Evangelio del Domingo de la Sma, Trinidad, según San Agustín

En este domingo de la Trinidad, San Agustín nos acompaña con la oración final que escribe en su libro La Trinidad.

En este domingo de la Trinidad, San Agustín nos acompaña con la oración final que escribe en su libro La Trinidad. En ella alaba a Dios que, nos anima a usar nuestra inteligencia para buscarle. Por eso, debemos reconoce que nuestros dones son regalos que Dios nos dio para que le busquemos y, buscándole, podamos contemplar siempre su rostro.

Padre

Señor y Dios mío, en ti creo, Padre, Hijo y Espíritu Santo. No diría la Verdad: Id, a todas las gentes en el nombre del Padre, y del Hijo, y del Espíritu Santo, si no fueras Trinidad. Y no mandarías a tus siervos ser bautizados, mi Dios y Señor, en el nombre de quien no es Dios y Señor. Y si Vos, Señor, no fuerais al mismo tiempo Trinidad y un solo Dios y Señor, no diría la palabra divina: Escucha, Israel; el Señor, tu Dios, es un Dios único. Y Si tú mismo fueras Dios Padre y fueras también Hijo, tu palabra Jesucristo, y el Espíritu Santo fuera vuestro Don, no leeríamos en las Escrituras canónicas: Envió Dios a su Hijo; y tú, ¡oh Unigénito!, no dirías del Espíritu Santo: Que el Padre enviará en mi nombre; y: Que yo os enviaré de parte del Padre.

Búsqueda

Fija la mirada de mi atención en esta regla de fe, te he buscado según mis fuerzas y en la medida que tú me hiciste poder, y anhelé ver con mi inteligencia lo que creía mi fe, y disputé y me afané en demasía. Señor y Dios mío, mi única esperanza, óyeme para que no sucumba al desaliento y deje de buscarte; ansíe siempre tu rostro con ardor.

Dame fuerzas para la búsqueda, tú que hiciste te encontrara y me has dado esperanzas de un conocimiento más perfecto. Ante ti está mi firmeza y mi debilidad: sana ésta, conserva aquélla. Ante ti está mi ciencia y mi ignorancia; si me abres, recibe al que entra; si me cierras el postigo, abre al que llama. Haz que me acuerde de ti, te comprenda y te ame. Acrecienta en mí estos dones hasta mi reforma completa.

Cantar tus alabanzas

Sé que está escrito: En las muchas palabras no estás exento de pecado. ¡Ojalá sólo abriera mis labios para predicar tu palabra y cantar tus alabanzas! Evitaría así el pecado y adquiriría abundancia de méritos aun en la muchedumbre de mis palabras. Aquel varón amado de ti no habrá, ciertamente, aconsejado el pecado a su verdadero hijo en la fe, cuando le escribe: Predica la palabra, insiste a tiempo y a deshora. ¿Acaso se podrá decir que no habló mucho el que oportuna e importunamente anunció, Señor, tu palabra? No, no era mucho, pues todo era necesario. Líbrame, Dios mío, de la muchedumbre de palabras que padezco en mi interior, en mi alma, mísera en tu presencia y acogida a tu misericordia.

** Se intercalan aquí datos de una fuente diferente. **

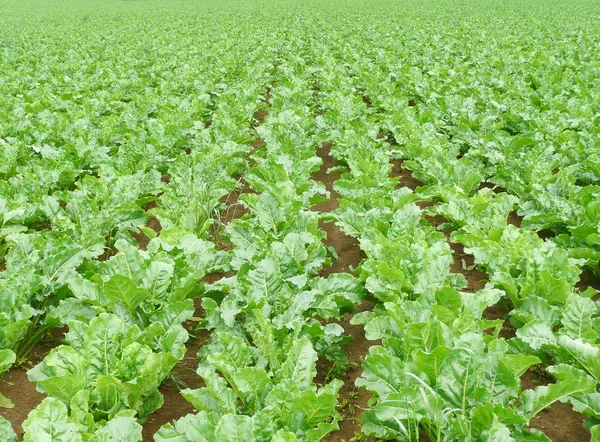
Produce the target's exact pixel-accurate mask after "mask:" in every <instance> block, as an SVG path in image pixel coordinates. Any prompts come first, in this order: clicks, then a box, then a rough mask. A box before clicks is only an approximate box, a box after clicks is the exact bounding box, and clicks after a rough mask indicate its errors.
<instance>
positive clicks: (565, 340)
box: [558, 335, 600, 383]
mask: <svg viewBox="0 0 600 442" xmlns="http://www.w3.org/2000/svg"><path fill="white" fill-rule="evenodd" d="M558 343H559V344H560V345H561V346H562V347H563V348H564V349H565V350H567V351H568V352H569V354H570V355H571V356H573V358H575V359H576V360H577V362H579V363H580V364H581V366H582V367H583V368H584V369H585V370H586V371H587V372H588V373H589V374H590V375H592V376H593V377H594V379H596V382H598V383H600V349H598V347H597V346H596V345H592V344H589V343H587V342H585V341H583V340H581V339H572V338H570V337H569V336H564V335H563V336H559V338H558Z"/></svg>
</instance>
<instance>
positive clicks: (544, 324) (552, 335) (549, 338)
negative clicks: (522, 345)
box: [517, 321, 556, 350]
mask: <svg viewBox="0 0 600 442" xmlns="http://www.w3.org/2000/svg"><path fill="white" fill-rule="evenodd" d="M517 337H519V338H520V339H522V340H523V341H524V342H526V343H527V344H529V345H530V346H531V348H533V349H534V350H539V349H540V348H542V346H543V345H549V346H552V345H555V344H556V336H555V335H554V332H553V331H552V328H551V327H550V325H548V324H547V323H545V322H542V321H531V322H528V323H527V324H525V325H524V326H523V327H521V328H520V329H518V330H517Z"/></svg>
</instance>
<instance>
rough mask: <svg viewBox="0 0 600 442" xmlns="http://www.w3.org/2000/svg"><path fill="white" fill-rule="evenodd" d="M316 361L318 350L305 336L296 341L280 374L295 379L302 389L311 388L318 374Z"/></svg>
mask: <svg viewBox="0 0 600 442" xmlns="http://www.w3.org/2000/svg"><path fill="white" fill-rule="evenodd" d="M316 362H317V352H316V351H315V350H314V348H313V346H312V344H311V343H310V341H309V340H308V338H306V337H304V338H302V339H299V340H297V341H295V342H294V344H293V346H292V348H291V349H290V351H289V353H288V357H287V359H286V361H285V362H284V363H283V365H282V366H281V369H280V372H279V376H280V377H282V378H287V379H291V380H293V381H294V382H295V383H296V385H297V386H298V388H300V389H301V390H304V389H307V388H310V386H311V385H313V379H314V377H315V376H316V374H317V369H316Z"/></svg>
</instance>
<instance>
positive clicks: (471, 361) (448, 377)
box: [437, 348, 479, 415]
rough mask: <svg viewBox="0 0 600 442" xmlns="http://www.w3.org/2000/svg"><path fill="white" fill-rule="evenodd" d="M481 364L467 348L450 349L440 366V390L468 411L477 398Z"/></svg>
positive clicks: (439, 385)
mask: <svg viewBox="0 0 600 442" xmlns="http://www.w3.org/2000/svg"><path fill="white" fill-rule="evenodd" d="M478 367H479V364H478V362H477V358H476V356H475V353H474V352H473V351H471V350H469V349H466V348H454V349H452V350H450V351H449V352H448V353H447V354H446V357H445V358H444V360H443V361H442V365H441V367H440V373H439V376H438V380H437V385H438V390H439V393H440V395H442V396H443V397H444V398H445V399H446V400H448V401H449V402H450V403H451V404H452V405H453V406H455V407H456V408H458V409H460V410H462V414H463V415H464V414H465V413H466V410H467V407H471V406H472V405H473V404H472V402H473V401H474V400H475V399H474V397H473V390H474V389H475V385H476V383H477V370H478Z"/></svg>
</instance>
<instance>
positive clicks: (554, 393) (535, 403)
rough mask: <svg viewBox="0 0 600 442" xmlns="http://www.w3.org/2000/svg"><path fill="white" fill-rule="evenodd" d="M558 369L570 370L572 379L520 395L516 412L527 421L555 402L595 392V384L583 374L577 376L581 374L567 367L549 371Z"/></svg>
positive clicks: (545, 385) (528, 390)
mask: <svg viewBox="0 0 600 442" xmlns="http://www.w3.org/2000/svg"><path fill="white" fill-rule="evenodd" d="M560 367H564V368H565V369H570V370H569V371H570V373H572V377H571V378H565V379H562V380H561V381H560V382H558V383H556V384H550V385H545V386H541V387H537V388H536V389H535V390H525V391H524V392H523V393H522V394H521V405H520V407H519V409H518V410H519V413H520V414H522V415H523V416H524V417H525V418H526V419H527V420H530V419H531V418H533V417H534V416H535V415H537V414H538V413H539V412H540V411H542V410H543V409H544V408H547V407H549V406H550V405H552V404H553V403H554V402H556V401H559V400H560V401H564V400H567V398H568V397H569V396H577V395H579V394H586V393H593V392H595V391H596V383H595V382H594V381H593V380H592V379H591V378H589V377H587V376H585V375H584V374H583V375H582V374H579V373H583V372H579V373H577V372H576V371H574V370H573V369H571V367H568V366H554V367H550V368H549V371H550V372H551V373H552V371H553V369H556V368H560Z"/></svg>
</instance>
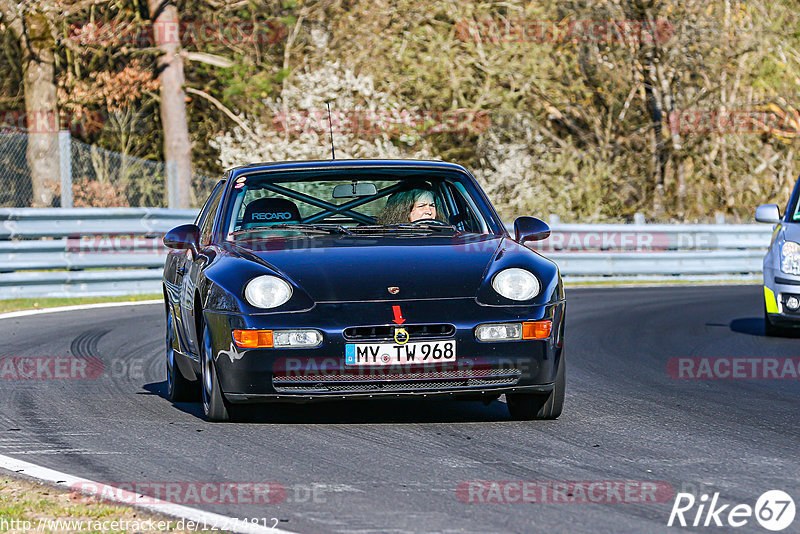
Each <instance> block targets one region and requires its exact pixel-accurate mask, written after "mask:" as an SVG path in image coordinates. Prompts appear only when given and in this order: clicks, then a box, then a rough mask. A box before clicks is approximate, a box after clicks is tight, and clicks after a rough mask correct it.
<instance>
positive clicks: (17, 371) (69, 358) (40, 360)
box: [0, 356, 105, 380]
mask: <svg viewBox="0 0 800 534" xmlns="http://www.w3.org/2000/svg"><path fill="white" fill-rule="evenodd" d="M104 369H105V366H104V365H103V362H102V360H100V359H99V358H94V357H86V358H77V357H75V356H50V357H27V356H8V357H4V358H0V380H92V379H96V378H100V377H101V376H102V375H103V371H104Z"/></svg>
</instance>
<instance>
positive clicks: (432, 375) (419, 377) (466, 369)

Cuando callan mis labios, no guardan mis pensamientos silencio. Y si sólo pensara en las cosas que son de tu agrado, no te rogaría me librases de la abundancia de mis palabras. Pero muchos son mis pensamientos; tú los conoces; son pensamientos humanos, pues vanos son. Otórgame no consentir en ellos, sino haz que pueda rechazarlos cuando siento su caricia; nunca permitas me detenga adormecido en sus halagos. Jamás ejerzan sobre mí su poderío ni pesen en mis acciones. Con tu ayuda protectora sea mi juicio seguro y mi conciencia esté al abrigo de su influjo.

Hablando el Sabio de vos en su libro, hoy conocido con el nombre de Eclesiástico, dice: «Muchas cosas diríamos sin acabar nunca; sea la conclusión de nuestro discurso: Él lo es todo».

Cuando arribemos a tu presencia, cesarán estas muchas cosas que ahora hablamos sin entenderlas, y tú permanecerás todo en todos, y entonces modularemos un cántico eterno, loándote a un tiempo unidos todos en ti.

Señor, Dios uno y Dios Trinidad, cuanto con tu auxilio queda dicho en estos mis libros conózcanlo los tuyos; si algo hay en ellos da mi cosecha, perdóname tú, Señor, y perdónenme los tuyos. Así sea.